Luther welcomed new printers to Wittenberg and developed a very close working relationship with them, specifying exactly which printer he wanted to produce which work, and how each work should look. As Pettegree observes, Luther understood the “aesthetics of the book.” He did not, however, understand—or value—the economics of the book. Luther never made a pfennig from his publications.
After examining the early years of the Reformation, Pettegree explores the role printers played in the spread and institutionalization of Lutheranism through their production of church orders, hymnals, Bibles, commentaries, and catechisms. During his lifetime Luther sought to influence much of this production from his perch in Wittenberg, hoping thereby to exercise a kind of quality control over the Reformation’s founding documents. In this he was largely successful. By the end of the 16th century, Luther had become the most published person in Western history, Wittenberg had become a major center of printing in the German lands, and the Protestant Reformation had become a permanent reality.
Like Brand Luther, Pettegree’s book is clear, accessible, and engaging. It even has a distinctive cover. It does not deal with Luther’s theology in any depth, and Pettegree makes a few missteps on that front, but the vantage point of the print industry offers important new insights into Luther and the Reformation.

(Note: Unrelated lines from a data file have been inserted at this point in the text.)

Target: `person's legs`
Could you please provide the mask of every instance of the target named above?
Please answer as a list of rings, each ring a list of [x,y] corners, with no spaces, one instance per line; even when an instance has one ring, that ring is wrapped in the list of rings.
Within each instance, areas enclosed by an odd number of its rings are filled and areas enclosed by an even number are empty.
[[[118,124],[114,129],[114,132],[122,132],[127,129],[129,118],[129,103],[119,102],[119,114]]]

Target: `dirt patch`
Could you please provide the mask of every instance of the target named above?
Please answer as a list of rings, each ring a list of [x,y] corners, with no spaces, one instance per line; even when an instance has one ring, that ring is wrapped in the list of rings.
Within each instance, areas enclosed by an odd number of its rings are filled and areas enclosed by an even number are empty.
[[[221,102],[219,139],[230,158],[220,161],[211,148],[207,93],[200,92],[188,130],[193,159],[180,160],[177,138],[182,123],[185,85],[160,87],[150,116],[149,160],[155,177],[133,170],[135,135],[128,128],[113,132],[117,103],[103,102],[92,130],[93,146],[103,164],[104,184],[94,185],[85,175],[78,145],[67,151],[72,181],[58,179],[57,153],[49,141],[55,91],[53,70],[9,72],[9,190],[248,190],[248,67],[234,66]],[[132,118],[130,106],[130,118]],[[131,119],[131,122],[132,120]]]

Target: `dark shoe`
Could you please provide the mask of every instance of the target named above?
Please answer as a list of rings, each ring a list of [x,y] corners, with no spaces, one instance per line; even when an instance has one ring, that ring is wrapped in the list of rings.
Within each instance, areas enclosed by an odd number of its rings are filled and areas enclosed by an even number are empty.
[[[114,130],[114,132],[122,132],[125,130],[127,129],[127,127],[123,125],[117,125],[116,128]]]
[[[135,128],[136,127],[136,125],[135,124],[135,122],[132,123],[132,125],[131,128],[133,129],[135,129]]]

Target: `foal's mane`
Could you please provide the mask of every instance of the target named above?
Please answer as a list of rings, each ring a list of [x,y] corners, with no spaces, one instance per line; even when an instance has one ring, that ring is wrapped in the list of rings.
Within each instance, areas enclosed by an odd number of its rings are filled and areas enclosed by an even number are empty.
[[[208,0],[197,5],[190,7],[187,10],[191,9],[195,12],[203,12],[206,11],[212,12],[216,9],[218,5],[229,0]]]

Pettegree even weighs in on the thorny question of whether Luther actually posted the 95 Theses on the door of the Castle Church in Wittenberg on October 31, 1517. On the basis of careful analysis of the print industry in Wittenberg and the early print history of the 95 Theses, especially the format that printers outside Wittenberg adopted in the earliest extant editions of the work, Pettegree makes a compelling case for an affirmative response. He provides important circumstantial evidence for the existence of a lost Wittenberg original that served as the model for the broadsheet editions from Nuremberg and Basel and was almost certainly posted on the door of the Castle Church. There is indeed historical warrant for observing Reformation Day on October 31 and for observing the Reformation’s 500th anniversary in 2017.